5) Stellan Skarsgård
If it wasn’t annoying enough to have Jane Foster demoted from a registered nurse to storm chaser, the 2013 film Thor: The Dark World also co-starred Stellan Skarsgård as her sidekick Dr. Erik Selvig, who spends much of his time either running naked among the standing stones of Stonehenge or in his whitey tighties as he tries to give a physics lessons to his fellow actors. Creepy.
4) Una O’Connor
A thin-faced, hawk-nosed actress who specialized in maids, ladies in waiting, or nagging housewives, Una O’Connor’s most remembered roles were those she had in Bride of Frankenstein and The Invisible Man. A favorite of director James Whale (who knows why), she managed to drag down the otherwise classic Invisible Man, ruining Claude Rains’ portrayal of a man driven mad by the power of invisibility with her over-the-top antics.
3) Manuel Padilla, Jr.
Another child actor who practically destroyed such classic Tarzan film fare as Tarzan and the Valley of Gold and Great River.
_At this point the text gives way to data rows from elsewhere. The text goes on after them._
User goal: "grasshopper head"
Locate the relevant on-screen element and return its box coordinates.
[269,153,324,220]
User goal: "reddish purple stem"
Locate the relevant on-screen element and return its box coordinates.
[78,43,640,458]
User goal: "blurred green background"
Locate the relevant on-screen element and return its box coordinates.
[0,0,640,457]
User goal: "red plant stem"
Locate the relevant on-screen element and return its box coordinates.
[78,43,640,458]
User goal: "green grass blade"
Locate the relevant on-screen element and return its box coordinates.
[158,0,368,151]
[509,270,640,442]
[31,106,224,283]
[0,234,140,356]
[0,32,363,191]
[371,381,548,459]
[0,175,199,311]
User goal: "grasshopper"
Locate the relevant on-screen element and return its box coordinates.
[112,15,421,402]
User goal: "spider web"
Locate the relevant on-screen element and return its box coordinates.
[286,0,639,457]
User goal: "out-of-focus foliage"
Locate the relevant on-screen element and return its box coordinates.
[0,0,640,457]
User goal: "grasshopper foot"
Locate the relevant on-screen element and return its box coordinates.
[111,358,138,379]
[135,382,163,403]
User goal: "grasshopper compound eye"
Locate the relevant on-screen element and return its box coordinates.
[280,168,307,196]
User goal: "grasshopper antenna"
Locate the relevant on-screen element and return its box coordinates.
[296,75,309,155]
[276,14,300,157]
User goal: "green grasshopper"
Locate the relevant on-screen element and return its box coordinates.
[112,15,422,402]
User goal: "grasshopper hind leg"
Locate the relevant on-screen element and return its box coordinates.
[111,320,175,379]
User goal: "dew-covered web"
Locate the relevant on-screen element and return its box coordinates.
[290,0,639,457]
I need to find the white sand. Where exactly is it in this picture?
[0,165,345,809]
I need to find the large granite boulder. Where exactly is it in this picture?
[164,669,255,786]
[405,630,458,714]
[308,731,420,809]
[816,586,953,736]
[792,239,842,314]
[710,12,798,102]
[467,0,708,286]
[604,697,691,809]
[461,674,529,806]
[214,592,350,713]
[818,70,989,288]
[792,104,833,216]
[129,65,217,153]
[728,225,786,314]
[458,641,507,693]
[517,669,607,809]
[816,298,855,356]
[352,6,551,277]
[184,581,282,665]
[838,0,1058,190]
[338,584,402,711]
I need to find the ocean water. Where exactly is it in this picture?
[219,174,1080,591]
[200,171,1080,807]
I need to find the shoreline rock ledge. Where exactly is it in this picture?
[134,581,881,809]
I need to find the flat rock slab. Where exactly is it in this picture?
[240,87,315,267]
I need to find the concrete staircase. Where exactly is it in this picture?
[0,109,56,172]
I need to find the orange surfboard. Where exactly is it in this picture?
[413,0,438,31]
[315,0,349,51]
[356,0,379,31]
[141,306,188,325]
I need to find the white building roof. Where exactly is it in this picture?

Cute but annoying (especially in conjunction with some animal like a chimpanzee or lion), Manuel Padilla, Jr. single-handedly managed to slow the evolution of the Tarzan franchise as it moved closer to the vision held by creator Edgar Rice Burroughs. What was producer Sy Weintraub thinking?
2) Smiley Burnette
Gad! Fans of Hollywood’s singing cowboys had to put up with a lot to follow the adventures of their favorite saddle tramps, but has any higher sacrifice ever been asked by viewers than to sit through bass-voiced utterances by Smiley Burnette, or “Froggy” as he was endearingly known by saddle pal Gene Autry in over 62 Saturday matinee oaters?